Fentimans Curiosity Cola is a botanically brewed carbonated cola soft drink, a product of British brewery Fentimans. It is sold in 275 ml and 750 ml glass bottles.

== Ingredients ==
Curiosity Cola is made using the following ingredients: carbonated water, fermented ginger root extract (water, glucose syrup, ginger root, pear juice concentrate, yeast), sugar, flavourings, colour: caramel (E150d), phosphoric acid (E338), caffeine. In 2023, Fentimans started adding artificial sweeteners to their cola.

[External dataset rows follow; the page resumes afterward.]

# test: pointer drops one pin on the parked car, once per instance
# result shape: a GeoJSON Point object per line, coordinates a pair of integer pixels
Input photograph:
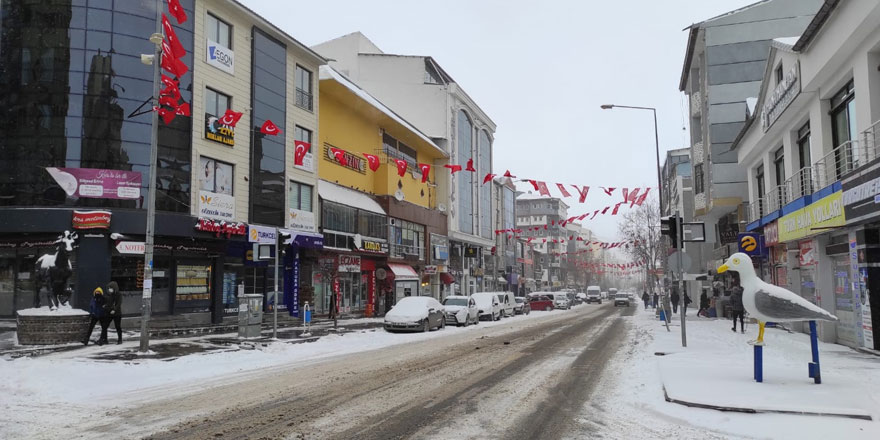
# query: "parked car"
{"type": "Point", "coordinates": [488, 305]}
{"type": "Point", "coordinates": [508, 303]}
{"type": "Point", "coordinates": [461, 310]}
{"type": "Point", "coordinates": [522, 306]}
{"type": "Point", "coordinates": [415, 313]}
{"type": "Point", "coordinates": [540, 302]}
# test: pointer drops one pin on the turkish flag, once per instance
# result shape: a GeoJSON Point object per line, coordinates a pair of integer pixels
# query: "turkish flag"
{"type": "Point", "coordinates": [339, 155]}
{"type": "Point", "coordinates": [372, 161]}
{"type": "Point", "coordinates": [167, 115]}
{"type": "Point", "coordinates": [425, 169]}
{"type": "Point", "coordinates": [401, 167]}
{"type": "Point", "coordinates": [177, 11]}
{"type": "Point", "coordinates": [231, 117]}
{"type": "Point", "coordinates": [176, 47]}
{"type": "Point", "coordinates": [583, 192]}
{"type": "Point", "coordinates": [183, 110]}
{"type": "Point", "coordinates": [300, 149]}
{"type": "Point", "coordinates": [270, 128]}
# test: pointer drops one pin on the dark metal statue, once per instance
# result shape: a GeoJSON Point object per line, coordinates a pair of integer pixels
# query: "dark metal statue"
{"type": "Point", "coordinates": [53, 271]}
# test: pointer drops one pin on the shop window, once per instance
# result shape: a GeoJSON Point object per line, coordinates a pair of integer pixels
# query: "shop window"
{"type": "Point", "coordinates": [216, 176]}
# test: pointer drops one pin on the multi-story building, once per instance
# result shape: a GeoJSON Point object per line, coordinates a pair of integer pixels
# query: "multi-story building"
{"type": "Point", "coordinates": [723, 66]}
{"type": "Point", "coordinates": [375, 220]}
{"type": "Point", "coordinates": [76, 138]}
{"type": "Point", "coordinates": [418, 89]}
{"type": "Point", "coordinates": [549, 240]}
{"type": "Point", "coordinates": [811, 155]}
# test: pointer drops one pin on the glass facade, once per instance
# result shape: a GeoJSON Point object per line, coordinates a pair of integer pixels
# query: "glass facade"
{"type": "Point", "coordinates": [73, 83]}
{"type": "Point", "coordinates": [465, 179]}
{"type": "Point", "coordinates": [269, 85]}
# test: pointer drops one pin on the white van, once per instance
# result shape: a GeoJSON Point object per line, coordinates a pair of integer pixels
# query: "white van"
{"type": "Point", "coordinates": [508, 303]}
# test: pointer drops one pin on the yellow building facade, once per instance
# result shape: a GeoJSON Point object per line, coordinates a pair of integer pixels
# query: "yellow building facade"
{"type": "Point", "coordinates": [353, 121]}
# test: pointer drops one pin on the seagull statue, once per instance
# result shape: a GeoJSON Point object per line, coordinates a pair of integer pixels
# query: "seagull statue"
{"type": "Point", "coordinates": [769, 303]}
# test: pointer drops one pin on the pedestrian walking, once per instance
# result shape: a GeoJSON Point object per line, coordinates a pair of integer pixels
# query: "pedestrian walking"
{"type": "Point", "coordinates": [737, 306]}
{"type": "Point", "coordinates": [704, 305]}
{"type": "Point", "coordinates": [96, 314]}
{"type": "Point", "coordinates": [114, 310]}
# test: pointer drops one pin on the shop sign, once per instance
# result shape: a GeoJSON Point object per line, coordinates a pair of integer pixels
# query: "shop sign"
{"type": "Point", "coordinates": [217, 206]}
{"type": "Point", "coordinates": [261, 234]}
{"type": "Point", "coordinates": [771, 234]}
{"type": "Point", "coordinates": [807, 253]}
{"type": "Point", "coordinates": [349, 263]}
{"type": "Point", "coordinates": [218, 132]}
{"type": "Point", "coordinates": [219, 227]}
{"type": "Point", "coordinates": [301, 220]}
{"type": "Point", "coordinates": [91, 219]}
{"type": "Point", "coordinates": [97, 183]}
{"type": "Point", "coordinates": [782, 96]}
{"type": "Point", "coordinates": [818, 217]}
{"type": "Point", "coordinates": [220, 56]}
{"type": "Point", "coordinates": [131, 247]}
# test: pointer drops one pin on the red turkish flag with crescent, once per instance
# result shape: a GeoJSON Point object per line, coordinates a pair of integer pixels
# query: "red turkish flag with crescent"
{"type": "Point", "coordinates": [470, 166]}
{"type": "Point", "coordinates": [177, 11]}
{"type": "Point", "coordinates": [453, 168]}
{"type": "Point", "coordinates": [231, 117]}
{"type": "Point", "coordinates": [300, 149]}
{"type": "Point", "coordinates": [425, 169]}
{"type": "Point", "coordinates": [270, 128]}
{"type": "Point", "coordinates": [401, 167]}
{"type": "Point", "coordinates": [372, 161]}
{"type": "Point", "coordinates": [339, 155]}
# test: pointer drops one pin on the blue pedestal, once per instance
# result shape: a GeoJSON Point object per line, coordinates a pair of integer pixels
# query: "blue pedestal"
{"type": "Point", "coordinates": [759, 363]}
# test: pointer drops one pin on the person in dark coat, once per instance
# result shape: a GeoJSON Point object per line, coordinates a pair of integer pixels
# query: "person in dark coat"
{"type": "Point", "coordinates": [96, 314]}
{"type": "Point", "coordinates": [737, 307]}
{"type": "Point", "coordinates": [704, 305]}
{"type": "Point", "coordinates": [114, 310]}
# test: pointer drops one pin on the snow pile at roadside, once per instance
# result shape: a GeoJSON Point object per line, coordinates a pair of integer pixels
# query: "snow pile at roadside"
{"type": "Point", "coordinates": [716, 368]}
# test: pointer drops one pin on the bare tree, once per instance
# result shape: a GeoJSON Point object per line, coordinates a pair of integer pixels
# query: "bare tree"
{"type": "Point", "coordinates": [642, 226]}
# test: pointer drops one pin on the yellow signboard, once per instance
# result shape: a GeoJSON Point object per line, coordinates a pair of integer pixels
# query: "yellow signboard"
{"type": "Point", "coordinates": [816, 218]}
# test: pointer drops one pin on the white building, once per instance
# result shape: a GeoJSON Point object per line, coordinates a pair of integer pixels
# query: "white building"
{"type": "Point", "coordinates": [424, 94]}
{"type": "Point", "coordinates": [810, 153]}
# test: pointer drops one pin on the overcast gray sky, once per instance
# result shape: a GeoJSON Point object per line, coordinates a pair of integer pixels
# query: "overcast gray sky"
{"type": "Point", "coordinates": [540, 70]}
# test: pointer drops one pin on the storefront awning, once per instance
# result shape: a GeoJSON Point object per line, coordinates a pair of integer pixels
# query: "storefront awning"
{"type": "Point", "coordinates": [403, 272]}
{"type": "Point", "coordinates": [446, 278]}
{"type": "Point", "coordinates": [345, 196]}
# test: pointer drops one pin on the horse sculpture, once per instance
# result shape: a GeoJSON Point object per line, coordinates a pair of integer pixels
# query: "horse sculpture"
{"type": "Point", "coordinates": [53, 271]}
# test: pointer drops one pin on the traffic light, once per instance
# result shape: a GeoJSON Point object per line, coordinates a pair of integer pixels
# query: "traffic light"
{"type": "Point", "coordinates": [671, 227]}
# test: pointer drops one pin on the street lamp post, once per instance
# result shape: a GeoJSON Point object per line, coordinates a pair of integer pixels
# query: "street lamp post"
{"type": "Point", "coordinates": [147, 294]}
{"type": "Point", "coordinates": [660, 204]}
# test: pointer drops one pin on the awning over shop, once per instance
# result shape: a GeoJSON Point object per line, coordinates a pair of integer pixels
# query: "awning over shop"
{"type": "Point", "coordinates": [403, 272]}
{"type": "Point", "coordinates": [446, 278]}
{"type": "Point", "coordinates": [345, 196]}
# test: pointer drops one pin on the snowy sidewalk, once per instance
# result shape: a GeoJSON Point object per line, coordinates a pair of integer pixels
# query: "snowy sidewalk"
{"type": "Point", "coordinates": [667, 389]}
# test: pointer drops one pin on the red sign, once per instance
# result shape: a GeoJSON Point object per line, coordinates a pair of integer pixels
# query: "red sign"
{"type": "Point", "coordinates": [91, 219]}
{"type": "Point", "coordinates": [220, 227]}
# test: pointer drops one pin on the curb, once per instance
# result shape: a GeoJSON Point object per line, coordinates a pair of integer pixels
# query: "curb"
{"type": "Point", "coordinates": [761, 411]}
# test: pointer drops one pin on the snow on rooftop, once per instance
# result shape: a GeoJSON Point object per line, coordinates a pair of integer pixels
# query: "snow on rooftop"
{"type": "Point", "coordinates": [327, 72]}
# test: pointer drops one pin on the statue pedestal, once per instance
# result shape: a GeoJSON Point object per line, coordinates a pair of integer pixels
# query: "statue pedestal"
{"type": "Point", "coordinates": [44, 327]}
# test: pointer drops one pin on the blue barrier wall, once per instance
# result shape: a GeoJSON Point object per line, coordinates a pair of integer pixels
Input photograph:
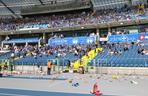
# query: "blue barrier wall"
{"type": "Point", "coordinates": [128, 37]}
{"type": "Point", "coordinates": [71, 41]}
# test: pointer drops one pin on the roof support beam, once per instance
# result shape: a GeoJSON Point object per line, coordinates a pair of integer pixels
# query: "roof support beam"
{"type": "Point", "coordinates": [9, 8]}
{"type": "Point", "coordinates": [41, 2]}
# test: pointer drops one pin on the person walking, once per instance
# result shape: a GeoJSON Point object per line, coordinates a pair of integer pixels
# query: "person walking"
{"type": "Point", "coordinates": [49, 66]}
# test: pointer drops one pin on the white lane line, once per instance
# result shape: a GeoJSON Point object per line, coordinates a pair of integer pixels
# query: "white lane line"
{"type": "Point", "coordinates": [5, 94]}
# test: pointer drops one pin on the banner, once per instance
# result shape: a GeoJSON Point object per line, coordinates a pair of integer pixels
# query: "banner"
{"type": "Point", "coordinates": [71, 41]}
{"type": "Point", "coordinates": [128, 37]}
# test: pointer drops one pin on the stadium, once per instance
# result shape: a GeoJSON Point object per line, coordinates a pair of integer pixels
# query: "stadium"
{"type": "Point", "coordinates": [73, 47]}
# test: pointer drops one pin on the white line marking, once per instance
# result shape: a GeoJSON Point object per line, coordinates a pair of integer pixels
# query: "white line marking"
{"type": "Point", "coordinates": [5, 94]}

== Botanical brewing process ==
Botanical brewing is a simple process involving herbs and plant roots. Thomas Fentiman's original recipe involved milling ginger roots before putting them into copper steam-jacketed pans and leaving them to simmer to release their flavour. Herbs, natural flavourings, sugar, brewer's yeast and spring water were then added, and the liquid was transferred into wooden vats where it was left to ferment. The liquid went on fermenting after it was bottled and corked in stone jars where it would fully mature and be ready to drink by the end of the week. The production processes have been updated through the addition of mild carbonation to replace the carbon dioxide lost during pasteurization to provide longer life.

== Nutrition information ==
100 g of Curiosity Cola contains 34 kcal energy, less than 1 gram of protein, 7.8 g total carbohydrate, of which 7.8 g are sugars. There are 0 grams of fat or fibre, and a trace of sodium.